I went back and checked the other duplicates and their Treasury Agency Codes were all the same. So, cleaning up this mess is going to take a 2-pronged approach. One, Treasury Agency Codes is going to be added as part of the Primary Key(The Government should probably update the db_guide so that everyone knows to do that) and second, I’m just going to treat the other 2 pairs as the same thing. I think the Government needs to combine those into a single description. So that’s how I’m cleaning it up.

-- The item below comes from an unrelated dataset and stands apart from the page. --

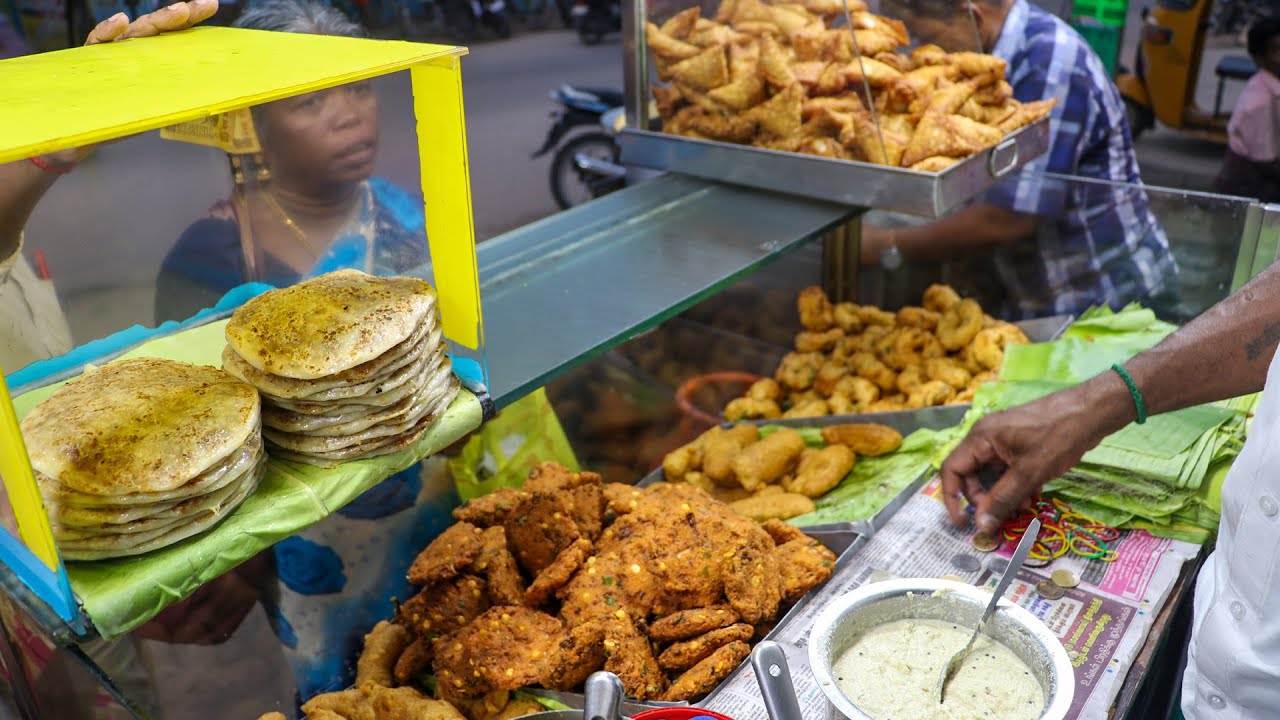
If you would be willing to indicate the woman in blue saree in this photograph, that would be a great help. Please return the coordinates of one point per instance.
(314, 206)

Going Right to the Source: JACKPOT!

So I’ve been looking at the data over at usgovernmentspending.com. I was trying to figure out where they get their data. At first I found this explanation:

Federal spending between 1962 and 2012 is obtained from a spreadsheet file Table 3.2 – Outlays by Function and Subfunction: 1962-2010 in Budget of the United States Government: Historical Tables Fiscal Year 2008 published by the Executive Office of the President of the United States. It contains actual historical federal government spending from 1962 to 2006, and budgeted and estimated spending from 2007 through 2010.

Eventually I found that data it was talking about. You goto the GPO budget page, then I click on my favorite budget year. I’m then taken to a page with a log of document links. I scroll to the bottom and click the link: Historical Tables.

At that point I can download speadsheet 3.2 (Outlays by Function and Subfunction: 1962–2015) Voila! I have a list of all government spending by billing code.

This info was pretty good. I could now look at the info without relying on a third party website that can apply their own spin. For example, USSpending has a “welfare” item. However, the federal budget doesn’t list that. The categories are spread between Health, Housing, Education, training, employment, and social services.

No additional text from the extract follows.